El desempeño de Enrique Peña Nieto ante la crisis política desatada por los sucesos de Iguala recuerda al de ciertas estrellas de cine y televisión acosados por la prensa y los paparazzi: callar. Pero lo que resulta conveniente en la farándula artística no aplica para el circo político, por más que compartan cercano nivel de exposición y hasta de frivolidad. Para alguien a quien se acusa de ser una marioneta de Televisa nada peor que comportarse como un histrión y no como un estadista; para alguien que presume en sus discursos que “México se mueve”, nada peor que el inmovilismo.

La inmovilidad y el mutismo del presidente ante la crisis le abona a la tesis del silencio cómplice que propugnan sus críticos, a la que también le abonan las informaciones sesgadas que desgrana el gobierno, que enturbian lo que debe ser tranparente y vuelven incompetencia criminal lo que acaso solo sea ineptitud de las autoridades de procuración de justicia.

Las voces que con razón o sin ella hablan de “crimen de estado”, las peticiones fundamentadas o no para que Enrique Peña Nieto renuncie a la presidencia, no han conocido réplica alguna que justifique el silencio presidencial, apenas un par de pronunciamientos desafortunados en los que se invoca el regreso del autoritarismo represivo de Díaz Ordaz y se califica de “nacos” y se les considera “carne de hoguera” a quienes expresan con cierta violencia su descontento por lo ocurrido en Iguala.

El vandalismo concertado o espontáneo del que nacen tales reproches no alcanza a ensombrecer la legitimidad de las protestas y es, a fin de cuentas, el hijo descarriado de esa falta de autoridad que se visibiliza, valga la paradoja, en la invisibilidad del presidente Enrique Peña Nieto, asentada en el erróneo confort que supone abstenerse de declaraciones para, al parecer, evitar cuestionamientos. Su reciente llamado, tras regresar al país, “para que realmente hagamos un compromiso aún mayor al que ya hemos hecho, para lograr una efectiva coordinación en todas las tareas que tenemos por delante, en todos los objetivos que nos hemos fijado de forma conjunta”, habla de una estrategia de gobierno –si es que merece ese nombre– que le apuesta a hacer más de lo mismo cuando lo que se necesitan son cambios profundos para enfrentar los problemas estructurales evidenciados por la desaparición de los 43 normalistas de Ayotzinapa.

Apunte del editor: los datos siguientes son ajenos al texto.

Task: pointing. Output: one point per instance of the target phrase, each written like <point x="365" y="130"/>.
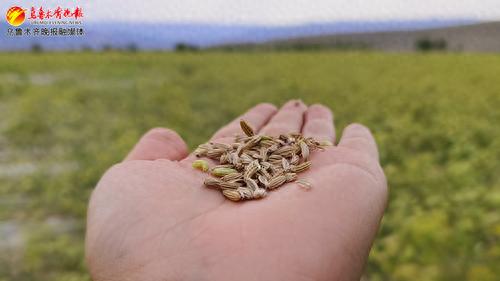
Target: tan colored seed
<point x="263" y="179"/>
<point x="211" y="182"/>
<point x="251" y="169"/>
<point x="259" y="193"/>
<point x="252" y="184"/>
<point x="301" y="167"/>
<point x="285" y="164"/>
<point x="304" y="150"/>
<point x="245" y="193"/>
<point x="215" y="153"/>
<point x="229" y="184"/>
<point x="220" y="172"/>
<point x="291" y="177"/>
<point x="232" y="176"/>
<point x="246" y="128"/>
<point x="201" y="165"/>
<point x="231" y="194"/>
<point x="276" y="182"/>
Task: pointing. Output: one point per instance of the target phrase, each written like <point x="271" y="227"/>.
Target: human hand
<point x="151" y="218"/>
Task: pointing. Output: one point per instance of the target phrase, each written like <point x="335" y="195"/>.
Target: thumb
<point x="159" y="143"/>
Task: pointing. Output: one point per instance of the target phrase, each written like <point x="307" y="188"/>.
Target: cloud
<point x="275" y="12"/>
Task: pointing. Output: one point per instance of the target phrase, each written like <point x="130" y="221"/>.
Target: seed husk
<point x="304" y="150"/>
<point x="301" y="167"/>
<point x="220" y="172"/>
<point x="232" y="177"/>
<point x="254" y="164"/>
<point x="276" y="181"/>
<point x="201" y="165"/>
<point x="246" y="128"/>
<point x="259" y="193"/>
<point x="212" y="181"/>
<point x="232" y="195"/>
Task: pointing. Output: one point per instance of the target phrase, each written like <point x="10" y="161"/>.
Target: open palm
<point x="151" y="218"/>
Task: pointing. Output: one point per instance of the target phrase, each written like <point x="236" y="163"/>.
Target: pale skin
<point x="151" y="218"/>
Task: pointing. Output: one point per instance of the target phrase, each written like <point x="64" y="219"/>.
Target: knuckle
<point x="358" y="129"/>
<point x="265" y="106"/>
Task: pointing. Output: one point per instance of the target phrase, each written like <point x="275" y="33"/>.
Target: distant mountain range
<point x="166" y="35"/>
<point x="477" y="37"/>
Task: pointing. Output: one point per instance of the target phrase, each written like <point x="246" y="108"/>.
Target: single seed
<point x="291" y="177"/>
<point x="201" y="165"/>
<point x="276" y="181"/>
<point x="245" y="193"/>
<point x="246" y="128"/>
<point x="211" y="182"/>
<point x="252" y="184"/>
<point x="220" y="172"/>
<point x="259" y="193"/>
<point x="304" y="150"/>
<point x="229" y="184"/>
<point x="301" y="167"/>
<point x="232" y="176"/>
<point x="231" y="194"/>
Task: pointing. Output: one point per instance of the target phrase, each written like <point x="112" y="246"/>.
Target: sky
<point x="272" y="12"/>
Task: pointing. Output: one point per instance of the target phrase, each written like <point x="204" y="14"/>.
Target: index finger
<point x="256" y="117"/>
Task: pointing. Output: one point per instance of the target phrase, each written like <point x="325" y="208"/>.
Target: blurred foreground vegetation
<point x="65" y="118"/>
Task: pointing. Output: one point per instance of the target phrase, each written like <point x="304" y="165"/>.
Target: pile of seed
<point x="255" y="164"/>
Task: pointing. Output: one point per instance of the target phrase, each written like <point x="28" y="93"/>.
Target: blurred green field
<point x="65" y="118"/>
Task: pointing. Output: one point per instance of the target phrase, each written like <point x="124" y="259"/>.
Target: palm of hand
<point x="154" y="220"/>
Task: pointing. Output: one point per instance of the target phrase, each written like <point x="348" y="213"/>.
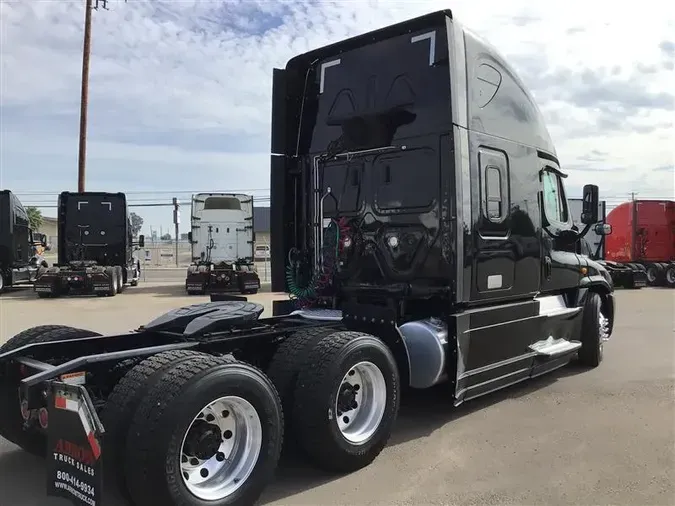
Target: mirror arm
<point x="587" y="227"/>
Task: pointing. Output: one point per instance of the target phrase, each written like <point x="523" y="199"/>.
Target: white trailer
<point x="222" y="242"/>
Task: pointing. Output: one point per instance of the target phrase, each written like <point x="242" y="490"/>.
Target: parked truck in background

Porque más allá de la noche triste del narco-municipio de Iguala, más allá de la imperiosa necesidad de hacer justicia por lo allí sucedido, lo que México necesita es la certidumbre de que la colusión entre autoridades y criminales no se transmutará en la existencia (como en Iguala) de autoridades criminales pero de mayor rango, y que las ya existentes sean detectadas para que hechos como los que desde hace semanas enlutan al país no se repitan en otros escenarios y a otros niveles. La certidumbre, en fin, de que Enrique Peña Nieto, en tanto “representante y responsable del país ante el pueblo y el mundo” puede decir y asumir –sin la carga absolutista y autocrática del monarca francés a quien se le atribuye–, la frase tremenda de “El Estado soy yo”. Porque hoy –salvo que ilusoriamente se piense que el nivel de degradación del tejido social revelado en Iguala sea un caso aislado–, el Estado mexicano y sus instituciones padecen para imponerse como “modalidad de organización de tipo soberana y coercitiva con alcance social” y para ejercer “la autoridad y la potestad de regular y controlar el funcionamiento de la comunidad”.

Y si “pueblo, territorio y poder” son los elementos fundamentales para que funcione un Estado, el descontento del pueblo mexicano ante el poderío criminal en ascenso dentro de su territorio denota a contramano de discursos triunfalistas que México se mueve, sí, pero hacia el borde de una fosa tan honda cavada por años y años de malos gobiernos que ojalá las autoridades del futuro (¿cercano, lejano?) no encuentren enterrados en ella los verdes huesos de tanta esperanza sexenalmente traicionada.